The review omits Indigenous epistemologies that frame climate as a relational crisis (e.g., Māori *kaitiakitanga* or Andean *pachamama*), historical parallels like 1970s corporate-funded climate denial campaigns in U.S. textbooks, and structural causes such as the IMF’s austerity policies that defund public education in Global South nations. Marginalized voices—youth climate activists, Black and Indigenous educators, and Global South scientists—are rendered invisible in favor of 'objective' STEM frameworks.

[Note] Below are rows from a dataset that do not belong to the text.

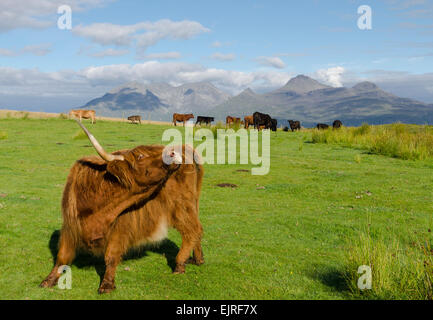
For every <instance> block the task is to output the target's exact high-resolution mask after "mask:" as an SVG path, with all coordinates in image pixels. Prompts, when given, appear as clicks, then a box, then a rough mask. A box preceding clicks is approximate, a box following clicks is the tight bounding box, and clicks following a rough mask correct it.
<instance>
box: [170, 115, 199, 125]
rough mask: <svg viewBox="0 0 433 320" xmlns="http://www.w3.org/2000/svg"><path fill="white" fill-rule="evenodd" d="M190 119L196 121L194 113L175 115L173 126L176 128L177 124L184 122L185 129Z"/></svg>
mask: <svg viewBox="0 0 433 320" xmlns="http://www.w3.org/2000/svg"><path fill="white" fill-rule="evenodd" d="M189 119H194V115H193V114H192V113H187V114H180V113H174V114H173V124H174V125H175V126H176V123H177V122H183V126H184V127H185V123H186V122H187V121H188V120H189Z"/></svg>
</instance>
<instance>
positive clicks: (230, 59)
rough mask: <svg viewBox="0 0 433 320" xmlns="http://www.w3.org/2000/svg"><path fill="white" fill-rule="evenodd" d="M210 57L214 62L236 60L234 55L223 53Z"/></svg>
mask: <svg viewBox="0 0 433 320" xmlns="http://www.w3.org/2000/svg"><path fill="white" fill-rule="evenodd" d="M210 57H211V58H212V59H214V60H219V61H232V60H234V59H236V55H235V54H233V53H227V54H225V53H220V52H215V53H214V54H212V55H211V56H210Z"/></svg>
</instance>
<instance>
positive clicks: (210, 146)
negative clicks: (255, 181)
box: [162, 126, 271, 175]
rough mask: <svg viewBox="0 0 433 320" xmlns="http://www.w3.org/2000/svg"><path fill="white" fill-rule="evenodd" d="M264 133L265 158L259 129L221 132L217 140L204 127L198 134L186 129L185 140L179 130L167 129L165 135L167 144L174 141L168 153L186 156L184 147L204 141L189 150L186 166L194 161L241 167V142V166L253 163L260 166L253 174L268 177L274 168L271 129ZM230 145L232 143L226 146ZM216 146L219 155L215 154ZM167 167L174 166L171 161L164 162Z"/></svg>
mask: <svg viewBox="0 0 433 320" xmlns="http://www.w3.org/2000/svg"><path fill="white" fill-rule="evenodd" d="M260 133H261V155H260V154H259V151H260V150H259V142H260V135H259V131H257V130H250V131H248V130H246V129H239V130H238V131H236V132H235V131H234V130H233V129H228V130H226V129H217V137H216V138H215V137H214V133H213V131H212V130H210V129H206V128H202V129H199V130H196V131H195V132H194V129H193V127H191V126H186V127H185V141H184V139H183V136H182V133H181V131H180V130H178V129H167V130H165V131H164V133H163V135H162V141H163V142H170V143H169V144H168V145H167V146H166V147H165V149H164V154H166V153H167V152H170V151H172V150H174V151H176V152H177V153H178V154H182V150H180V149H179V150H176V148H181V146H182V145H183V144H186V145H190V146H193V145H194V141H195V142H198V141H199V142H201V144H199V145H198V146H196V148H195V153H194V154H192V149H187V150H186V152H190V153H191V154H187V155H186V156H185V164H192V163H193V159H194V161H195V162H197V163H199V164H237V150H238V143H237V142H238V140H239V164H252V165H256V166H259V167H256V168H252V169H251V173H252V174H253V175H266V174H268V173H269V169H270V166H271V160H270V149H271V148H270V130H263V131H260ZM226 142H228V143H227V144H226ZM215 147H216V154H215ZM164 162H166V163H167V164H169V163H171V162H170V160H169V159H167V160H166V159H164Z"/></svg>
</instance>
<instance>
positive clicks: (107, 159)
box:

An ACST audit of what the original framing omits. Eligible for cross-reference under the ACST vocabulary.

🛠️ Solution Pathways

  1. 01

    Decolonize STEM Curricula via Co-Design with Indigenous and Global South Educators

    Partner with Indigenous scholars and Global South educators to redesign climate units using land-based pedagogies (e.g., *marae*-based learning in Aotearoa, *ejidos* in Mexico). Replace extractive metaphors (e.g., 'resource management') with relational frameworks (e.g., *kaitiakitanga*, *ubuntu*). Fund these initiatives through reparations from fossil fuel corporations, ensuring Indigenous leadership in curriculum development.

  2. 02

    Mandate Critical Climate Justice Literacy in National Education Standards

    Amend national STEM standards to require analysis of corporate accountability, colonial debt, and just transition policies. Integrate case studies like the Dakota Access Pipeline or Shell’s Niger Delta pollution into biology and chemistry curricula. Partner with youth climate organizations to co-create lesson plans that center frontline communities’ demands.

  3. 03

    Redirect STEM Funding from Fossil-Fuel-Aligned Research to Community-Led Education

    Redirect corporate STEM grants (e.g., from ExxonMobil or Chevron) to grassroots education initiatives like the *Indigenous Environmental Network’s* climate camps. Fund participatory action research where students and elders co-design solutions to local ecological crises. Tie funding to metrics of community well-being, not standardized test scores.

  4. 04

    Establish Transnational Youth Climate Justice Networks

    Create digital and in-person platforms for youth to share cross-cultural climate solutions, such as *Youth Climate Lab*’s Indigenous-led programs or *Earth Guardians*’ global chapters. These networks should critique 'green' capitalism and advocate for systemic change (e.g., degrowth, reparations). Partner with universities to accredit youth-led education initiatives.

🧬 Integrated Synthesis

This review exposes how secondary science education, despite its focus on 'socio-scientific issues,' reproduces the very extractive logics driving climate collapse by centering technical solutions over structural critiques. The omission of Indigenous and Global South pedagogies—rooted in relational accountability—reveals a colonial knowledge hierarchy that privileges Western STEM frameworks while marginalizing the voices of those most impacted by climate change. Historical patterns of corporate interference in education (from 1970s denialism to today’s 'green' PR campaigns) demonstrate how climate education has been weaponized to delay systemic change. Future pathways must dismantle these power structures by co-designing curricula with Indigenous and youth leaders, redirecting funding from fossil fuel-aligned institutions to community-led initiatives, and embedding climate justice literacy in national standards. The synthesis underscores that climate education is not merely a pedagogical challenge but a site of struggle over who defines 'solutions' and who bears the cost of inaction.